As to the concern about the auditor’s reputation for breaching the confidentiality agreement, my take is that the auditor will have a better reputation as a result of stopping an on-going criminal act and protecting the general public. If a company is hesitant about hiring such an auditor who would stop a criminal act, you would not want such company as a client anyway.
The downside of NOT reporting an on-going criminal act (dumping of toxic wastes) for the auditor is great. What do you think the injured parties (people who end up drinking the contaminated water) will do to the auditor? Here is an environmental professional under contract with a client who is dumping toxic wastes and he fails to take action to stop the client. They are going to think the criminal act was done with a wink and a nod from the auditor.

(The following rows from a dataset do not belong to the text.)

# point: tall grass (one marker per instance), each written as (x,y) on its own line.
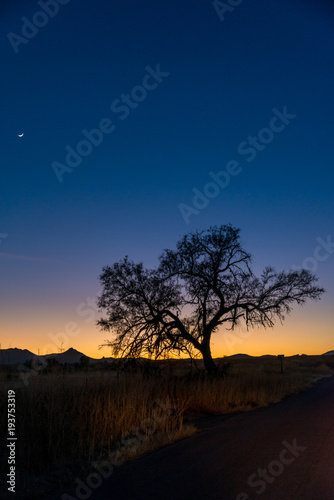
(68,420)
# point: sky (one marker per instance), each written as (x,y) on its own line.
(144,121)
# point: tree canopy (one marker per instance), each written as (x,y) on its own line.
(204,285)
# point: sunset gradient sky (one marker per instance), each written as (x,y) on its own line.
(212,82)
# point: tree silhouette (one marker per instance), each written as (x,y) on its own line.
(205,284)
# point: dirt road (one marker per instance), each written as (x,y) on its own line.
(282,452)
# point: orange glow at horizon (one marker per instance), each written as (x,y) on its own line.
(308,332)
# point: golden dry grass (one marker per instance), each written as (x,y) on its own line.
(68,420)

Here is what the auditor should do: As soon as he discovers the illegal activity, he must tell the client to stop immediately. And if the client refuses, he should notify the authority to protect the general public regardless of the confidentiality agreement. At the same time, he should sever his relationship with the client immediately in order to protect himself from possible future action by the injured parties. The underlying reason for the auditor’s action is IMMINENT HARM to the general public.
Some have suggested that the confidentiality clause should include language that reads “except as required by law”. I would expand it to read “except as required by law or in the event of imminent harm to the general public.”
For those who are Professional Engineers, the incident as described in my article would require them to report to the authorities immediately. The overriding duty of a PE is to protect the general public. That duty overrides the confidentiality clause in the face of imminent danger to the public.
A classic example: A PE is hired by a building owner to inspect a building for structural integrity. The owner swears the PE to secrecy. PE discovers that the building is structurally unsound and may collapse any time. The owner proceeds to sell the building even with that knowledge. The PE now has the ethical duty to stop the sale by notifying authorities. Failure to do so may cost him his license and subject him to countless lawsuits by people injured by the collapsed building.